Le voyage est un moment à part, où l’on s’extrait du temps quotidien pour entrer dans une nouvelle temporalité. On a l’esprit plus disposé aux choses et progressivement, on se met à comprendre les endroits que l’on traversé.
Je ne m’étais jamais vraiment posé la question du moyen de transport. Après pas mal de lectures et notamment l’incontournable Usage du monde de Nicolas Bouvier, la question du moyen de transport est devenue de plus en plus évidente. En 52, il rejoint l’Inde avec une petite voiture pas du tout prête à une telle épreuve. La maîtrise mais aussi la dépendance au moyen de transport donne une saveur toute particulière à son voyage.
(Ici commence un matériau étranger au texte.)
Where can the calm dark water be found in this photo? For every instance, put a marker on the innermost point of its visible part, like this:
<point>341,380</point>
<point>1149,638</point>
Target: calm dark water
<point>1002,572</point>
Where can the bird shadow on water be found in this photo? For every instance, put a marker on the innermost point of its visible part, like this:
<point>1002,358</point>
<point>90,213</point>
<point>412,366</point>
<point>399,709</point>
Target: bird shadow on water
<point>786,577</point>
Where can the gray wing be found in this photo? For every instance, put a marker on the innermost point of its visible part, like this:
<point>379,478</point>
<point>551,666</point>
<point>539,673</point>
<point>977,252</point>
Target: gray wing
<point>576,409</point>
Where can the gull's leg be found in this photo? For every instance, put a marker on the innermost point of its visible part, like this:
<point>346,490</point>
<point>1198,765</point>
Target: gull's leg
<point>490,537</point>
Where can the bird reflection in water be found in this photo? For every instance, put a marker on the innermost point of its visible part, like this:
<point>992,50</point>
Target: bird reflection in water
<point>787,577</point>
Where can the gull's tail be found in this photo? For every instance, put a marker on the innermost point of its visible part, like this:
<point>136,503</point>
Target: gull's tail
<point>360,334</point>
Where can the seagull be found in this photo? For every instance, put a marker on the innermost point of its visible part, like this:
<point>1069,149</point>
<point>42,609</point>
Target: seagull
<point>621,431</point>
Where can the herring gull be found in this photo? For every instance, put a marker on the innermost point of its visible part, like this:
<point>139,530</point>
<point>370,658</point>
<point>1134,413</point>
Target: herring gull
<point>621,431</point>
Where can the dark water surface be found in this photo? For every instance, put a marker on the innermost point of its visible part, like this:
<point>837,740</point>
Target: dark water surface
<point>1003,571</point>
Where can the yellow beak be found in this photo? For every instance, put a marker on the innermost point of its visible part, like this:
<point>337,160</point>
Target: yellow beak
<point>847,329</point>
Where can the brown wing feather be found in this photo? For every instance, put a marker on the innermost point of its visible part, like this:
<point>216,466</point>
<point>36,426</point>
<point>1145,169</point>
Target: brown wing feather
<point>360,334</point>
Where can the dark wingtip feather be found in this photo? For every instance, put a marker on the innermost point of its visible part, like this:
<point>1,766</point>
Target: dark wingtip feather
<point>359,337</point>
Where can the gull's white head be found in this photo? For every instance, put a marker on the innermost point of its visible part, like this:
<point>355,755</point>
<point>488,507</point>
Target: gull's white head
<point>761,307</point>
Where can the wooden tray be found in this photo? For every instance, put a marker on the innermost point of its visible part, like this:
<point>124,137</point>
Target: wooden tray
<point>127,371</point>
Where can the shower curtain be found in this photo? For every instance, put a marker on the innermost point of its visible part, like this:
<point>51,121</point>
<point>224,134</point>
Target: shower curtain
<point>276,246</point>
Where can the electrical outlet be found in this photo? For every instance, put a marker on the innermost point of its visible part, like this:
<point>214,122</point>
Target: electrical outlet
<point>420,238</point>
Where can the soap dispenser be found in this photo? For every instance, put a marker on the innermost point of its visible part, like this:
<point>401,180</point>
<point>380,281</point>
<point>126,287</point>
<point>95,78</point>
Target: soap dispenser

Avec son compagnon Thierry Vernet, il voit ce qui se cache dans l’entre-deux. Parfois, il est contraint de rester dans un bled paumé en attendant une pièce détachée, il doit attendre que l’hiver passe alors qu’il se trouve à Tabriz… Il prend le temps. Le temps de voir puis le temps d’écrire et de coucher ses impressions sur le papier. Plus tard, Alain Guigny entreprendra un voyage de 44 000 kilomètres sur les routes du monde avec son vélo, puis viendra le tour de Tesson et Poussin et tant d’autres qui leur succéderont et qui partiront comme eux « rouler sur la terre ».
À vélo, on fait sien le voyage parce qu’on connaît chaque mètre parcouru. On voit le monde différemment, on médite, on apprend, on s’ouvre à d’autres cultures et on comprend ce qu’il se passe au-delà des frontières et au-delà des circuits touristiques habituels.
Tous les voyageurs que j’ai lus sont touchés par la lenteur du voyage et grisés par les descentes à tombeaux ouverts qui viennent récompenser l’effort de l’ascension, tous prennent le temps de se fondre dans les endroits qu’ils traversent et non pas simplement de les survoler. Le vélo est un moyen de transport facile à maîtriser, qui emmène loin mais fait apprécier chaque minute. C’est une transition de monde en monde.